Scholar Profile

Albert J. Courey

Professor
Department of Chemistry and Biochemistry
University of California, Los Angeles
405 Hilgard Avenue
Los Angeles, CA 90024-1569
Voice: 310-825-2530
Fax: 310-206-4038
Email: ajc@argon.chem.ucla.edu
Personal Homepage
1991 Searle Scholar

Research Interests

Regulation of Transcription Factors during Development

The development of a fertilized egg into a complex organism depends upon spatially regulated transcription. This process is best understood in the fruit fly (Drosophila melanogaster) where dozens of genes controlling embryogenesis are known. Many of these genes encode sequence specific transcription factors that bind to the promoters of other genes switching them on or off. Our goal is to understand how these transcription factors are regulated during embryogenesis.

In the Drosophila embryo, cell fate is determined by a system of positional information that allows each cell to sense its coordinates within the organism. This information is provided by simple concentration gradients of substances called morphogens. A cell determines its position with reference to any given coordinate axis by measuring the local concentration of a morphogen that is graded with respect to that axis. Cells then use this positional information to initiate programs of gene expression. We have found that one particular morphogen, called the dorsal protein, is a sequence specific transcription factor that activates some genes and represses others. We hope to determine how this protein is able to carry out these opposing functions.

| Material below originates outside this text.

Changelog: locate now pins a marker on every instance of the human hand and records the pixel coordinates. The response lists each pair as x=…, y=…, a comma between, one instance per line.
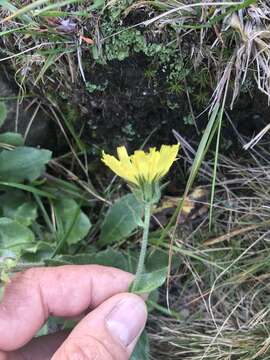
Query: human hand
x=109, y=331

The events that lead to the formation of morphogen gradients occur during oogenesis and result from interactions between the oocyte and support cells in the ovary. In some cases, these interactions initiate protein phosphorylation cascades that result in the localized activation of transcription factors. We are attempting to identify the transcription factor targeted by one such system, the torso phosphorylation cascade. This factor is predicted to play a critical role in head and tail development.